Vlan 10 L3 interfaces would be on ds1 and ds2 only. You configure an ip address from the same subnet on each vlan 10 interface and then a common IP which is the HSRP virtual IP eg.

ds1

===

int vlan 10

ip address 192.168.5.2 255.255.255.0

standby 10 ip 192.168.5.1 <--- this is the virtual IP

standby 10 priority 110

standby 10 preempt

standby 10 authenticaion

ds2

===

int vlan 10

ip address 192.168.5.3 255.255.255.0

standby 10 ip 192.168.5.1

standby 10 authentication

in the above ds1 would be the HSRP active gateway because it has a HSRP priority of 110 (100 is the default which is what ds2 is using). You use the virtual IP of 192.168.5.1 as the default-gateway on your clients in vlan 10 and they would use addresses from the 192.168.5.0/24 subnet.

The L3 interconnect is not in vlan 10. You would generally make it a routed link ie. it wouldn't be in any vlans because it doesn't need to be. All the L3 link is for is so the distribution switches can exchange routes and advertise routes to any other L3 devices. Optionally instead of a routed link it could be a dedicated vlan ie. one not used for anything else just for ds1 and ds2 to peer with each other but if you can i would generally use routed links.
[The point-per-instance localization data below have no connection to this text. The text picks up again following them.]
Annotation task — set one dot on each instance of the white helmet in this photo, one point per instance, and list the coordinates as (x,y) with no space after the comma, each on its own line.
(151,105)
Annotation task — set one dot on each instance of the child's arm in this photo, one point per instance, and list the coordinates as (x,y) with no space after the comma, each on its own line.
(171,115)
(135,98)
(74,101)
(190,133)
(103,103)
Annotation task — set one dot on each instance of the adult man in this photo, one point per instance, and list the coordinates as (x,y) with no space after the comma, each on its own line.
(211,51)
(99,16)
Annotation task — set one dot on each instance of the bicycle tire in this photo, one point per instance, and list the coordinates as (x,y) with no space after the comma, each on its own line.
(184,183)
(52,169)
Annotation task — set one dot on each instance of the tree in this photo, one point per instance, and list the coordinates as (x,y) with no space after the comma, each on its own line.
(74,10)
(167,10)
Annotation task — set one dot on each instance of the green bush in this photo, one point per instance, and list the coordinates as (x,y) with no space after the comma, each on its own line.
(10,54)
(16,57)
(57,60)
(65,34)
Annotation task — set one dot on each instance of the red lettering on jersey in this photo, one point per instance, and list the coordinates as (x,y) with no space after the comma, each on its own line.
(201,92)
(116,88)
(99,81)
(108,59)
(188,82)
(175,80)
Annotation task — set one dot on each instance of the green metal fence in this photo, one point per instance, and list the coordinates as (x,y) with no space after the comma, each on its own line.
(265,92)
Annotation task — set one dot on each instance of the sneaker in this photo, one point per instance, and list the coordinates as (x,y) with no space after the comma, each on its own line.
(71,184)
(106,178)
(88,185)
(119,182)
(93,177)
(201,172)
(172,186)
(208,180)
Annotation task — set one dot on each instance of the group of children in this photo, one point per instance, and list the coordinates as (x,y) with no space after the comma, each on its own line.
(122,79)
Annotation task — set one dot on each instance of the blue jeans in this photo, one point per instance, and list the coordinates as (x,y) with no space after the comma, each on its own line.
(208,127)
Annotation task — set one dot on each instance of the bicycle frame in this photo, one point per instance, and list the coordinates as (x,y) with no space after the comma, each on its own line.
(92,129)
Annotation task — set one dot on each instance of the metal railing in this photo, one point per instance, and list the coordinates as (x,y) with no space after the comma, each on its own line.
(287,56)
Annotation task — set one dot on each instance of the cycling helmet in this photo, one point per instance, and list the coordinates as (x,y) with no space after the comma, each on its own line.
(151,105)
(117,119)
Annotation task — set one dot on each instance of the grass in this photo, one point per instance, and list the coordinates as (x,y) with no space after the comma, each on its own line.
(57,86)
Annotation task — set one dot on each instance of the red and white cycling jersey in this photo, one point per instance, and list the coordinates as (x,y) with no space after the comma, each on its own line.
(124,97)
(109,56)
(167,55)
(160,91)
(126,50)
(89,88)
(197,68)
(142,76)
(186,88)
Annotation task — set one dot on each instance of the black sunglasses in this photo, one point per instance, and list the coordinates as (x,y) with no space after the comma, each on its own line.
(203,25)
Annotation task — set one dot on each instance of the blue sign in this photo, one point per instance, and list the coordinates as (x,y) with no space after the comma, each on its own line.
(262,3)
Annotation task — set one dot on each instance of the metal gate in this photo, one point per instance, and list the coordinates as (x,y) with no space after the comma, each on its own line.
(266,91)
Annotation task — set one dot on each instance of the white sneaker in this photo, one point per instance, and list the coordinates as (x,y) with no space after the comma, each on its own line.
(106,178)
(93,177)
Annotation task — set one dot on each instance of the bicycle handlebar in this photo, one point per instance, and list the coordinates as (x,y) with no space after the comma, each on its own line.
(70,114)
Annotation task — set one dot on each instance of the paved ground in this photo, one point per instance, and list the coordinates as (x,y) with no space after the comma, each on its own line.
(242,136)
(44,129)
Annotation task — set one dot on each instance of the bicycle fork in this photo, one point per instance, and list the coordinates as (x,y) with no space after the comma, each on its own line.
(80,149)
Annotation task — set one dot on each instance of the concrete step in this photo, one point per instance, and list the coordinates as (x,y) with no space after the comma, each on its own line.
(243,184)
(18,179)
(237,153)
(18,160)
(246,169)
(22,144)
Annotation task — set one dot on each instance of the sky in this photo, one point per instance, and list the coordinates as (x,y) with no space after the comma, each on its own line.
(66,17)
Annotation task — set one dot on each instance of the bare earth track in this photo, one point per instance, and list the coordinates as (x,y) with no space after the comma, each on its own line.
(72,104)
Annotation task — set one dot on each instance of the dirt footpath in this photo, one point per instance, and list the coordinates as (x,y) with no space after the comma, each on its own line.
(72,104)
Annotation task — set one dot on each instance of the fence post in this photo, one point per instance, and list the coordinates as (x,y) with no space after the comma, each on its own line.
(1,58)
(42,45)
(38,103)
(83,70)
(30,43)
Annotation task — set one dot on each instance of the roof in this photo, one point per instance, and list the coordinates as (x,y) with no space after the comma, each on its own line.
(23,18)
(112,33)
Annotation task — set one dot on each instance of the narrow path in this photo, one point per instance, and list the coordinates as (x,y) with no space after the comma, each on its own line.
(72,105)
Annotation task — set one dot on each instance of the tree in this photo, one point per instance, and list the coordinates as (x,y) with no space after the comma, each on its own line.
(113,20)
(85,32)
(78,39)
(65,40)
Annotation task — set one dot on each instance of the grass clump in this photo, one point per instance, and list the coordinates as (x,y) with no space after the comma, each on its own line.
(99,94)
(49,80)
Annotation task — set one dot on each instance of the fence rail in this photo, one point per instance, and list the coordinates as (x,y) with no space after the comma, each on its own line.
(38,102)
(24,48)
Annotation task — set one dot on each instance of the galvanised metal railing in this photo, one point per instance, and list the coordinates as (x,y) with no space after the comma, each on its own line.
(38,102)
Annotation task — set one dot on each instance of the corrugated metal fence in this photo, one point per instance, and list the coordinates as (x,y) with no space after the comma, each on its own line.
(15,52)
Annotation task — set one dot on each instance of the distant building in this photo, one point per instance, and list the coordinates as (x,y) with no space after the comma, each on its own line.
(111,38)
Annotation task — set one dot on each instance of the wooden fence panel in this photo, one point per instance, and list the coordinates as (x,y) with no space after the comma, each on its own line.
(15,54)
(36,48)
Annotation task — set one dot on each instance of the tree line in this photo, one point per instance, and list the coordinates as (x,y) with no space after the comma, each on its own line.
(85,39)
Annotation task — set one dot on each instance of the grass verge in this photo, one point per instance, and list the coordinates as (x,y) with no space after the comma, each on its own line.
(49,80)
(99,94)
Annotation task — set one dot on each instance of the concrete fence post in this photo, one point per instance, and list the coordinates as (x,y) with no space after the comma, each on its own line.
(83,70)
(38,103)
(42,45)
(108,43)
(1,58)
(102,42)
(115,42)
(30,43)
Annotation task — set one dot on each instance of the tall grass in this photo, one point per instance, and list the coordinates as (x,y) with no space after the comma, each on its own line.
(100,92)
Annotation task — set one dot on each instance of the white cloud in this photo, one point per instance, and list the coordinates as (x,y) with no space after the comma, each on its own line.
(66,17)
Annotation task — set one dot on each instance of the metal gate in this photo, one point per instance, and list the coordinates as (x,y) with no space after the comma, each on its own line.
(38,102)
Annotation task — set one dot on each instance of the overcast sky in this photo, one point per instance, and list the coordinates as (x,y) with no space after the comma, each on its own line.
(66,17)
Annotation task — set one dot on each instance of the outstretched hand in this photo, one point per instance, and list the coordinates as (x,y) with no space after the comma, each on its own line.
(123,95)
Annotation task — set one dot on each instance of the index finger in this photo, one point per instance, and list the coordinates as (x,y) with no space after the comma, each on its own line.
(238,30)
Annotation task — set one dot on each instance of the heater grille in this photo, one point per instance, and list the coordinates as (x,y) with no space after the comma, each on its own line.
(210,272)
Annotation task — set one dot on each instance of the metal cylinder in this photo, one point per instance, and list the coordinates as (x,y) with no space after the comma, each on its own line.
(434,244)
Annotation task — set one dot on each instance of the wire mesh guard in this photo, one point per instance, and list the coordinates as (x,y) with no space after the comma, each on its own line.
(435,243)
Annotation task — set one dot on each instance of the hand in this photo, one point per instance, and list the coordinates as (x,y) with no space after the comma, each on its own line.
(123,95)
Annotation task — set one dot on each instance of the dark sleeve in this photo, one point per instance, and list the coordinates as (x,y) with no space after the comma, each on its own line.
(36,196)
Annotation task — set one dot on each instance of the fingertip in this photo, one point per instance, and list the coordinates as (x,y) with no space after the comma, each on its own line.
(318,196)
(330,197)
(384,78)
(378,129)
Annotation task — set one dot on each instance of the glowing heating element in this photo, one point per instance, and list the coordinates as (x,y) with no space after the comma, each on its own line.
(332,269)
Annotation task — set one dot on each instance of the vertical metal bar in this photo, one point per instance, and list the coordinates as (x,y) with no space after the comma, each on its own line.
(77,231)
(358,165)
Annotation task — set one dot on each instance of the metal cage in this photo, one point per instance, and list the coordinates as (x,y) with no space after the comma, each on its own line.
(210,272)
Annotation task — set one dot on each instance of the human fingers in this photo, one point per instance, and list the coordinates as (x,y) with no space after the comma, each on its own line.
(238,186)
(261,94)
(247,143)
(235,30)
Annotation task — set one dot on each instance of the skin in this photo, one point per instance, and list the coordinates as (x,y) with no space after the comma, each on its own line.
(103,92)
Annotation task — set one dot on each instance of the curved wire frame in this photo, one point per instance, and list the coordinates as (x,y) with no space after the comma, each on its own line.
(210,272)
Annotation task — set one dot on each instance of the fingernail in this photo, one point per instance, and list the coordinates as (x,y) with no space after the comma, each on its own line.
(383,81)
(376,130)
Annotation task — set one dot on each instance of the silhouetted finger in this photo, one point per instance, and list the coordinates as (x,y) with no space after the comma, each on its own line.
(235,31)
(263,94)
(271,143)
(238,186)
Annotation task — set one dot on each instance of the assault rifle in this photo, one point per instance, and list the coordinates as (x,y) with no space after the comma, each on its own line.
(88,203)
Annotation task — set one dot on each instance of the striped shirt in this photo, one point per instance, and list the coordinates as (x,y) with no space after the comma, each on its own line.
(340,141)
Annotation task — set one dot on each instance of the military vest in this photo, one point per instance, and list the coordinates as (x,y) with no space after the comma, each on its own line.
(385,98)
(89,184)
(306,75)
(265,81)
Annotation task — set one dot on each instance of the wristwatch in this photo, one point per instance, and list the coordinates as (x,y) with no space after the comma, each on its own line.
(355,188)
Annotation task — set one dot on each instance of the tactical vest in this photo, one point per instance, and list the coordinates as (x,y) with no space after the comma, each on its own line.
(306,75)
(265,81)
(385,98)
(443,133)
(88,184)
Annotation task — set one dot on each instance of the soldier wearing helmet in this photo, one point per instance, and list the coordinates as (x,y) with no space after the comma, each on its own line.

If you did use a dedicated vlan for peering then you would need SVIs for that vlan on each switch ie. ds1 and ds2 but there is no need for HSRP configuration as there are no end devices in this vlan.

Jon

garcia · ‎08-18-2011

Are there any split-brained HSRP issues when an access switch uplink fails? Do both distribution switches think they're HSRP active?

Jon Marshall · ‎08-18-2011

If the uplink from as1 to ds1 fails then yes both ds1 and ds2 become active for vlan 10. However from the perspective of as1 this is not an issue because as1 only has the uplink to ds2 left so it just forwards all client traffic to that switch.

This is also partly why in this design you limit vlans to specific access-layer switches. If you look at the diagram you posted you'll see that each access-layer switch has different vlans on it. No vlan occurs on more than one access-layer switch. And it means that you only have HSRP hellos going between ds1 and ds2 for each vlan via the specific access-layer switch responsible for that vlan.

Jon

garcia · ‎08-18-2011

Awesome, you are the man. I appreciate it, makes total sense.